The EU-funded project
NECSO (Nanoscale enhanced characterisation of solar selective coatings) is developing the tools required to ensure that selective absorber coatings will make the grade. Solar selective coatings are made of four layers of materials (anti-reflection, absorber, infrared reflector and anti-diffusion) applied with large machinery over several square metres of substrate. However, the performance of these large-area films is critically dependent on nano-scale properties such as roughness, hardness, crystal structure, composition and vibrational spectra.
Researchers are developing tools to assess nano-scale properties and correlate them with optical performance and life expectancy. The work is supported by development of characterisation and degradation protocols. These are aimed not only at predicting life expectancy, but also at facilitating tests to extend the temperature and general environmental operating conditions for higher efficiency without degradation.
Within the first reporting period, the layered solar absorber coatings were developed and deposited on small flat and cylindrical samples with a physical vapour deposition (PVD) sputtering system. The PVD system can coat 4-metre tubes, the ultimate target for final demonstration of the technology. In parallel, scientists developed and manufactured a thermal ageing system to perform ageing tests on cylindrical samples with very well controlled temperatures and gas compositions. The latter will assess effects of water and oxygen exposure.

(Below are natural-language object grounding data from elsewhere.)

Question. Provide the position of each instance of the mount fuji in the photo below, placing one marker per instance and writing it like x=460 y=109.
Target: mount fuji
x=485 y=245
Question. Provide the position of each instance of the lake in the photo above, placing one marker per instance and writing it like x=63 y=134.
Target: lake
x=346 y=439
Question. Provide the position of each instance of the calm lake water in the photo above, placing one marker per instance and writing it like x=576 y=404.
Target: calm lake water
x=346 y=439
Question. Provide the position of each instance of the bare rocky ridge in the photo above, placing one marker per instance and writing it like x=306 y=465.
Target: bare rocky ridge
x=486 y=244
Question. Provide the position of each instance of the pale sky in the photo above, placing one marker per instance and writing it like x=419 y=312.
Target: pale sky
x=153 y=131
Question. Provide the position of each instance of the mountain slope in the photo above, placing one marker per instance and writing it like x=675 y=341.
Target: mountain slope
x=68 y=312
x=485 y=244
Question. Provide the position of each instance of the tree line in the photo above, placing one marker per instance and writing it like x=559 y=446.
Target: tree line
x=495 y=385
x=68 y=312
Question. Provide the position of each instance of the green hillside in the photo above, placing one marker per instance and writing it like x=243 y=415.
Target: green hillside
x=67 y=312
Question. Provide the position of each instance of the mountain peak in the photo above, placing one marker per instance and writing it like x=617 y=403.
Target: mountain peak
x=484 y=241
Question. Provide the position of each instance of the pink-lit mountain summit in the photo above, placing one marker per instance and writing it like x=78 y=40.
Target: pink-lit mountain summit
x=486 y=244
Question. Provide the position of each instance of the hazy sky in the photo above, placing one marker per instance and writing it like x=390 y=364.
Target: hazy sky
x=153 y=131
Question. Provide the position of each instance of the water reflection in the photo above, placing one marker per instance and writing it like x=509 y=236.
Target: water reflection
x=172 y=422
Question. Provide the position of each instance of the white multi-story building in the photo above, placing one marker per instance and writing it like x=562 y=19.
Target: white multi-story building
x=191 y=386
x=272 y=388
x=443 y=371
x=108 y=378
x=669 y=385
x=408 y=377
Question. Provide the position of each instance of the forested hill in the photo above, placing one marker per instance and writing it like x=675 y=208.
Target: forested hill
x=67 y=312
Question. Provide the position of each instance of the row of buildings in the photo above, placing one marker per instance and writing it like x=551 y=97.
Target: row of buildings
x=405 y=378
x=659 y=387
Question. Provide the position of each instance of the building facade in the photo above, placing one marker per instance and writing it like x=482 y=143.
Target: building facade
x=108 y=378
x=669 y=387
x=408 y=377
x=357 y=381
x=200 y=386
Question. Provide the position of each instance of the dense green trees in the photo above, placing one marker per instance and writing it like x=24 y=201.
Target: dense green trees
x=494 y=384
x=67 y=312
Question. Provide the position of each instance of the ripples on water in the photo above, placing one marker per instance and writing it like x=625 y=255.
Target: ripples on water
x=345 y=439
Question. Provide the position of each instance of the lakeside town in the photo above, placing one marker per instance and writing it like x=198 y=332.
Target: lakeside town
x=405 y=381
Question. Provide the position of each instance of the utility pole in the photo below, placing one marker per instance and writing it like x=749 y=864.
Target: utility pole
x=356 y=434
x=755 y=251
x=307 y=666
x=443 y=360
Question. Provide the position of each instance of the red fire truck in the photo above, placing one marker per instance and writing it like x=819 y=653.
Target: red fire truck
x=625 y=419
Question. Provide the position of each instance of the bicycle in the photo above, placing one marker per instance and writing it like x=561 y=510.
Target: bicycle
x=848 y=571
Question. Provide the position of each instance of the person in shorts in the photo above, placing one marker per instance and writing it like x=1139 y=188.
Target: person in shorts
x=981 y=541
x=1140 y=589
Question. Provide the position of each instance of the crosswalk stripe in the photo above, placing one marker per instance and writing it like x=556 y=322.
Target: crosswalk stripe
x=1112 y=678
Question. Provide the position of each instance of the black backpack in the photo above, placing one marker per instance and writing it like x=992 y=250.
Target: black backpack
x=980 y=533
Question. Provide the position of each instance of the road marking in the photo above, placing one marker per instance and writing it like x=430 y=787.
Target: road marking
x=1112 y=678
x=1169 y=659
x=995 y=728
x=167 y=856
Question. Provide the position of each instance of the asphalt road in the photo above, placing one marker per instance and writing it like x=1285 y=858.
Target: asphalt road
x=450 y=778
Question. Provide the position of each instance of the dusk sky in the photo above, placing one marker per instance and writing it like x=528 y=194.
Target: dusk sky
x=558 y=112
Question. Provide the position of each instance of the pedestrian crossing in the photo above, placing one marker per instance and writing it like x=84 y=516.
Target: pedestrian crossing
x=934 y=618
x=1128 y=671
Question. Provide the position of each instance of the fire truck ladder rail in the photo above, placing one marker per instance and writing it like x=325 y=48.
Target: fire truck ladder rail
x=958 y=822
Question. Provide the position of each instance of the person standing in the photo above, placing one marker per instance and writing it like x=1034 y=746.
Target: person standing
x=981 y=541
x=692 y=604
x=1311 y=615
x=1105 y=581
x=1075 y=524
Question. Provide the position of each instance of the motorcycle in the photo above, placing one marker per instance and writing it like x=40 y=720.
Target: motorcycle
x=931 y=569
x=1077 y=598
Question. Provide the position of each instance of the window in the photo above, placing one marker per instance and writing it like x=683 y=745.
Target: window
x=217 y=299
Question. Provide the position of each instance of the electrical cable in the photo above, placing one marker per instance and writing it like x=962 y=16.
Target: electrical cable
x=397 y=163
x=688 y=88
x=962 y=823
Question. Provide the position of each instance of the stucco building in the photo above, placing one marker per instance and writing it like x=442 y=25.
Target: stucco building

The coatings are now undergoing rigorous test campaigns. Solar selectivity values were calculated and thermal ageing under various temperatures has been conducted to correlate thermal degradation and optical performance. The team has also applied some spectroscopic techniques in an effort to identify spectral bands associated with degradation that could be used as indicators of degradation. Finally, specimens have also been subjected to tribological and mechanical testing to assess properties such as adhesion, wear, and scratch resistance.
NECSO technology is expected to support the development of improved solar absorber coatings to increase the efficiencies and enhance the durability of next-generation designs. Widespread uptake could have major impact on global emissions and climate change while creating jobs and improving the EU economy.